O que há em ti?
Responda rápido a si mesmo: o que há em ti?
Todos estão abismados e chocados com o último acontecimento no Hait. Em todos os jornais, programas de tevê, revistas, não se fala mais de nada. Nada chama mais atenção do que o terremoto que vitimou milhares de pessoas e praticamente destruiu Porto Príncipe, a capital do Haiti.
Mas, retome meu raciocínio e responda a si mesmo, de coração: o que há em ti?
Quantos minutos dura esse choque? Quanto tempo você demora para perceber o quanto Deus é bondoso contigo, o quanto o mundo lá fora é algoz e o quanto a vida é curta e frágil?
Quanto tempo por dia você se dedica ao próximo, a só pensar e fazer coisas boas? Você ajuda os outros? Você se ajuda?
O Haiti está ao seu lado. Às vezes o Haiti está dentro de nós. Dentro do nosso coração, dentro da nossa mente.
Caetano já havia cantado sobre o Haiti há muitos anos, talvez eu esteja apenas parafraseando a letra da canção que ele majestosamente escreveu. Em certos momentos da melodia e, principalmente no refrão, ele diz que "o Haiti não é aqui, o Haiti é aqui". Os apelos que ouvimos e lemos durante toda a música ao mesmo tempo nos acalenta, de vivermos em um país que, apesar das dificuldades, ainda está muito bem, obrigado, mas ao mesmo tempo nos chama a atenção para isto; que o Haiti é apenas um retrato frágil e sofrido da nossa própria existência.
Enquanto muitos de nós apenas pensa no próprio umbigo, se preocupa apenas com o próprio nariz, se lamenta de não ter conquistado isso ou aquilo ou se intriga de vizinhos, parentes, termina namoros por bobagens, diz que o pão dormido está duro, que o queijo está perdendo a validade, que a água do chuveiro elétrico está com um cheiro estranho e que apareceu uma pequena mancha na pontinha da sua unha do seu dedo do pé... muitos passam fome, estão morando em condições subumanas e não tem sequer as mínimas condições de saúde para buscar um trabalho ou até mesmo o que dar de comer aos filhos. Espere, não estou me referindo ao Haiti, estou me referindo àquela favela vizinha à sua casa, aquele conglomerado de barracos que "destroe" e polui a "beleza" da nossa, da sua cidade. Estou me referindo àquele garoto de seis anos, pé no chão e sem camisa, que está ao lado do seu carro do ano, financiado, mas você tem dinheiro para as parcelas, e que quer apenas alguns trocados para poder chegar em casa com algum dinheiro e não apanhar mais uma vez do pai alcoolatra e da mãe drogada. Me refiro aos que dormem na rua, aos que deitam na calçada do seu prédio, onde você paga um horror de condomínio e todo mês tem bate-boca com a síndica. Me refiro ao adolescente que furtou ou roubou o seu celular de R$ 200,00 e você ainda está pagando as parcelas do mesmo, o que te faz sentir ódio daquele moleque toda vez que recebe a fatura do cartão de crédito. Ele vendeu o seu celular por R$ 50,00 ou trocou por pedras de crack, literalmente o seu celular virou fumaça.

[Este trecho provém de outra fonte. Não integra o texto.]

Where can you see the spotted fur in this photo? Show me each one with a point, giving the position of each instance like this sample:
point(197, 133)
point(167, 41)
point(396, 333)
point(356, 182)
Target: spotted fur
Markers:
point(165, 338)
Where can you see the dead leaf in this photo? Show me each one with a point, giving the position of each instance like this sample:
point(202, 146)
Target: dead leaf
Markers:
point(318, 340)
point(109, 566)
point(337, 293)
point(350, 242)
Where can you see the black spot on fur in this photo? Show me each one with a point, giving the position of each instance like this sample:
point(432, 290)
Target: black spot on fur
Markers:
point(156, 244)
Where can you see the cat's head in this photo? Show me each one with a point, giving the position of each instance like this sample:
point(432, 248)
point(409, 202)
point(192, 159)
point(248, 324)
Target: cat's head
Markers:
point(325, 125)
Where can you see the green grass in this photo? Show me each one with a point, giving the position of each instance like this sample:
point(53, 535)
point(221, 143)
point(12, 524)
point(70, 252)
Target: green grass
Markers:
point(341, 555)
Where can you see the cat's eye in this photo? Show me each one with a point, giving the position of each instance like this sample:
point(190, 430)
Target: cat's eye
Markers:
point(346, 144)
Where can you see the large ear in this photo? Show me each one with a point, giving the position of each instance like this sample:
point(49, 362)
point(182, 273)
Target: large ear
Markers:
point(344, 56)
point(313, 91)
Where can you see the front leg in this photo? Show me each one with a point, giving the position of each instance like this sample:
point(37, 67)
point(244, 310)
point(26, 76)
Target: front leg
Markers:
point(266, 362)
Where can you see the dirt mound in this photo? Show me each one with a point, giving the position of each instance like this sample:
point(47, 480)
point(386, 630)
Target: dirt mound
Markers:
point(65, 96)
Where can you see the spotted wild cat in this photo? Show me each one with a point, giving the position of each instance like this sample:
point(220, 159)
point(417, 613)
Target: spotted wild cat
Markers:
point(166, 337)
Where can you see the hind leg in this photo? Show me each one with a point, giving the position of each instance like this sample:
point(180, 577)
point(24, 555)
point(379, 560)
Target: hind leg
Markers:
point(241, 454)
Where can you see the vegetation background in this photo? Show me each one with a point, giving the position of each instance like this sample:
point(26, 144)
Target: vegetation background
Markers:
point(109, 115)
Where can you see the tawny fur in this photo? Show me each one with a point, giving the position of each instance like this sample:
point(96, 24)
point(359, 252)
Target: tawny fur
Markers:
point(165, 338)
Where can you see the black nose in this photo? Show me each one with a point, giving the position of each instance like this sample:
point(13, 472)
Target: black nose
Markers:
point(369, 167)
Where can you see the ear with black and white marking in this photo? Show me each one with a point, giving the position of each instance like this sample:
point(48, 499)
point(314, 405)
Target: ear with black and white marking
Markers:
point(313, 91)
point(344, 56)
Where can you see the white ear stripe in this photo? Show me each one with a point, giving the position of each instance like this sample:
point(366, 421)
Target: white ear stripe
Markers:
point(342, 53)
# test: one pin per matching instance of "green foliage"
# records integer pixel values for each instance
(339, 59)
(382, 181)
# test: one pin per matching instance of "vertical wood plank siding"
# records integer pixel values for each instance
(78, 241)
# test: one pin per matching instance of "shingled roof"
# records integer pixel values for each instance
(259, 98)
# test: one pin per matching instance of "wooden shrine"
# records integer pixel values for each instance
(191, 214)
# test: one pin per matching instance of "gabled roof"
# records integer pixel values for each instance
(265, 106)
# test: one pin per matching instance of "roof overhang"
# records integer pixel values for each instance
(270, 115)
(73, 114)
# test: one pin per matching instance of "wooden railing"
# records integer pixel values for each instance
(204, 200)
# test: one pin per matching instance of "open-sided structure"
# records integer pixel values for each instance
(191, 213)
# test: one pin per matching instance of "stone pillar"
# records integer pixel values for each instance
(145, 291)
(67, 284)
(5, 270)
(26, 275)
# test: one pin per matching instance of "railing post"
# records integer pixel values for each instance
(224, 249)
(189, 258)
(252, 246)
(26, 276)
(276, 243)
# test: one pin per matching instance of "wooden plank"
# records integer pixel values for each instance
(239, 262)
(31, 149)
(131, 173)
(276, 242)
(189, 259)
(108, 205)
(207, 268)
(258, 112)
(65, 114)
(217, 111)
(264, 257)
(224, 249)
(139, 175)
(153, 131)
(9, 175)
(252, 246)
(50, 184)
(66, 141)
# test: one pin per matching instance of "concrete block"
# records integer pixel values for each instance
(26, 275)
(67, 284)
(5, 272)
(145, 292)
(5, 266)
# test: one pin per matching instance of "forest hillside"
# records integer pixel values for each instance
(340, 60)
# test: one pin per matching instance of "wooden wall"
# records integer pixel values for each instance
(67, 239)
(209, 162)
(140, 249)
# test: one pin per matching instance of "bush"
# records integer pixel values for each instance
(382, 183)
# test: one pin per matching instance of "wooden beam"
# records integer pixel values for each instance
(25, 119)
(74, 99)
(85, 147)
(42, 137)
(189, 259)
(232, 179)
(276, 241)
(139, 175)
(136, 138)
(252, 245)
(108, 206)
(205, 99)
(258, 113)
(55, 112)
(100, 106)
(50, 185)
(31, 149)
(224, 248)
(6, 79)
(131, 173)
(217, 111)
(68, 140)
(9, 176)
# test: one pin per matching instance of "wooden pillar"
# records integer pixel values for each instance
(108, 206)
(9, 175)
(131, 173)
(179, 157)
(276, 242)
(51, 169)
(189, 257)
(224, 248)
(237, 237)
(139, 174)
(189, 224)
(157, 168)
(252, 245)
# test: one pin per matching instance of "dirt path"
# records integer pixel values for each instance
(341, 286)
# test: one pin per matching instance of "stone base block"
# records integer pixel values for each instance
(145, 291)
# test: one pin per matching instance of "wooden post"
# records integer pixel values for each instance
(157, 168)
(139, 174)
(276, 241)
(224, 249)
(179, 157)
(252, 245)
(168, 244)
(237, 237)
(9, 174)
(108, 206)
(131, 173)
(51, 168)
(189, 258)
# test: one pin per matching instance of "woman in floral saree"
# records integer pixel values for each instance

Enquanto escrevo esse texto, enquanto milhões de pessoas passam fome, enquanto pais de família não tem o que dar de comer aos seus filhos, enquanto milhares lutam debaixo do que restou de Porto Príncipe, enquanto dezenas de jogadores de futebol estão engordando sua conta bancária às custas de patrocinadores medíocres que são bancados por nós, consumidores, enquanto nossos políticos discutem quem coloca o filho de quem em qual cargo comissionado e acha pouco a remuneração de vinte salários mínimos mensais, enquanto alguns compram um meião de futebol, pois a meia social é pequena para esconder maços de cinquenta e de cem Reais, enquanto isso, mais uma vítima do nosso descaso cultural e social nasce em alguma maternidade em algum subúrbio, em alguma periferia. E não é culpa minha, não é culpa sua, provavelmente a culpa é dele. Enquanto a gente perde tempo fazendo e se preocupando com tanta coisa, enquanto a gente acha que não dá para a gente resolver, tudo isso vai acontecendo debaixo do nosso nariz e a única coisa que a gente faz de forma célere e eficiente é apertar o nariz para não sentir o fedor.
Como diz Caetano..."Pense no Haiti, reze pelo Haiti".
O Haiti não está tão longe assim. E o que o terremoto causou foi apenas jogar para debaixo da poeira um problema que a humanidade certamente não está nem de perto interessada em resolver.